I first learned about EDS while watching an episode of 'Mystery Diagnosis.' I made an appointment with a geneticist who confirmed I had the connective tissue disorder. Imagine the surprise of my primary care physician who had insisted my whole life that I was just a hypochondriac! After diagnosis my pain and wide-spread symptoms began to make sense. Many more surgeries were required. I now have a fully fused spine, a stent in my neck, and ultimately I have become dependent on a feeding tube and a port in my chest for nourishment and hydration. But I consider myself one of the lucky ones. I have managed to put together a really knowledgeable team of doctors and therapists. I am determined and constantly fighting to build back my strength so I am able to speak up for those in our community who aren’t as lucky.
When I was diagnosed I had a really hard time finding people my age who I could relate to and were going through similar struggles.
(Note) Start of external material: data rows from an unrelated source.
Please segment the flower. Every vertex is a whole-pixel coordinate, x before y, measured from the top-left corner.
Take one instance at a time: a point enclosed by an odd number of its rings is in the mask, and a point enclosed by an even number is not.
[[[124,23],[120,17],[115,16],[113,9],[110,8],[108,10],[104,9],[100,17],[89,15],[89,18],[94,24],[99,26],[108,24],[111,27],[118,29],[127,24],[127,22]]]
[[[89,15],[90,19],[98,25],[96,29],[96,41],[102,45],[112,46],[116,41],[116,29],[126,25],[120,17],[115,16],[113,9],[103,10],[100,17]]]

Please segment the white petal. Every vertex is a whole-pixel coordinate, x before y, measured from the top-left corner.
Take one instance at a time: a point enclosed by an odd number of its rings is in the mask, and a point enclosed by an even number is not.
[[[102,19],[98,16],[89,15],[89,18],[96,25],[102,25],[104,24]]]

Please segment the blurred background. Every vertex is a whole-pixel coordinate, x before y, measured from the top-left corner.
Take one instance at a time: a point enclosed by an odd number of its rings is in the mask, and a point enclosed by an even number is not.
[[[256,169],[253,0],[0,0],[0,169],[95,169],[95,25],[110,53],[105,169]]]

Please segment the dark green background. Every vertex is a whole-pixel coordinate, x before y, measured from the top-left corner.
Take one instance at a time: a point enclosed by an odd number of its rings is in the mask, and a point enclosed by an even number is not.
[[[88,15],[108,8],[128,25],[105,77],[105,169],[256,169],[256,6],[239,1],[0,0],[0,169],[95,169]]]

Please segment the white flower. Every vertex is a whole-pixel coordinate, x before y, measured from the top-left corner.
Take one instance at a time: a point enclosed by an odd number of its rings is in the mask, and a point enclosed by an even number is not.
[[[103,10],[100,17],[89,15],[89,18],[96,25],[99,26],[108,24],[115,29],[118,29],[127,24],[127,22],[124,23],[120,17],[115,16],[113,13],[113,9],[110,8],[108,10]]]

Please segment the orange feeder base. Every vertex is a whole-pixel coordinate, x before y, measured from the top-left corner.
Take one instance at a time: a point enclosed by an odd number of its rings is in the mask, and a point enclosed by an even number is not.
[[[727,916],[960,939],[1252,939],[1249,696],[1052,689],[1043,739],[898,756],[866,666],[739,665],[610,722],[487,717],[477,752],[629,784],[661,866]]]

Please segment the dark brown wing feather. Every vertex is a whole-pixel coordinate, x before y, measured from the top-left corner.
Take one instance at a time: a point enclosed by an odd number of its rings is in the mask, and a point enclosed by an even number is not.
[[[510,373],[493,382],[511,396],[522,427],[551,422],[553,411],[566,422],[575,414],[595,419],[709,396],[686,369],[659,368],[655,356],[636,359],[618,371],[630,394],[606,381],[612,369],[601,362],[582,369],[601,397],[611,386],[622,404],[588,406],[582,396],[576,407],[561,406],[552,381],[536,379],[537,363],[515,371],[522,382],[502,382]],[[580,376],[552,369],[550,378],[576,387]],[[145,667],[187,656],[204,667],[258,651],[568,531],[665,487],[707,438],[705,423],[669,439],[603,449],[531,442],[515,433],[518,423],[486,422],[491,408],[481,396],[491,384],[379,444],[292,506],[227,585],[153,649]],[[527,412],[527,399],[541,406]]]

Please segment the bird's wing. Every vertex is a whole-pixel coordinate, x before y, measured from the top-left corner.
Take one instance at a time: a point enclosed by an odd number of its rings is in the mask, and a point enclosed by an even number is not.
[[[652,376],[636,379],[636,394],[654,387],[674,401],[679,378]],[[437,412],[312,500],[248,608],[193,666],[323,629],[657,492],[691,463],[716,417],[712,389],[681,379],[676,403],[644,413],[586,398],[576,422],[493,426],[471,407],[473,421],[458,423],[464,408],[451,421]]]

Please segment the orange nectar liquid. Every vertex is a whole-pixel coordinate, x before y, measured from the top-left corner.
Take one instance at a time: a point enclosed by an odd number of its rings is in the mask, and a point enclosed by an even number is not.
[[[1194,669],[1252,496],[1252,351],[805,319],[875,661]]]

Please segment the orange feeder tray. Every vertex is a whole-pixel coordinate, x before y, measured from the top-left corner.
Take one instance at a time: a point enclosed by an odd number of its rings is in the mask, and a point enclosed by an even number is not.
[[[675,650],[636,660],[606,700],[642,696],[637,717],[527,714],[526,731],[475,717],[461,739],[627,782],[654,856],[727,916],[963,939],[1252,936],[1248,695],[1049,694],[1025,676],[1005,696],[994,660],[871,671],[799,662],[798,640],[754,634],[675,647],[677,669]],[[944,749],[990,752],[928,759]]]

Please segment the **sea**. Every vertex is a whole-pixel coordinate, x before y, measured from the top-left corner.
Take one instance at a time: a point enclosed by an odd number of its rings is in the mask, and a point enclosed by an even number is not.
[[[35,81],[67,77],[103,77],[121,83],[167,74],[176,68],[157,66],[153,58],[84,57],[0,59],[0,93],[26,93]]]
About 2 years ago I started to share my story and my life online via my YouTube channel and Instagram. The amazing community of support that's come from the internet is more that I could have ever imagined. There were so many other people out there just like me just waiting to find that connection.
My big picture goal is to be able to get back to school again someday, I would love the chance to help people on a larger scale. But in the meantime I opened up a small etsy shop which has actually done quite well. Art and creating is definitely what gets me through. My mediums have had to make quite a few changes over the years as my abilities have changed, but I like to look at that as a positive. It has been fun trying out different hobbies. Currently I’m on a crochet kick! Life moves on, and I count my blessings daily. Two of my favorite mottos are, “It is what it is” and “We do what we gotta do.”
I am so touched to be invited to the “Option EDS” retreat and absolutely can not wait to on the beach with so many dear friends. It's the dream we always talked about coming true!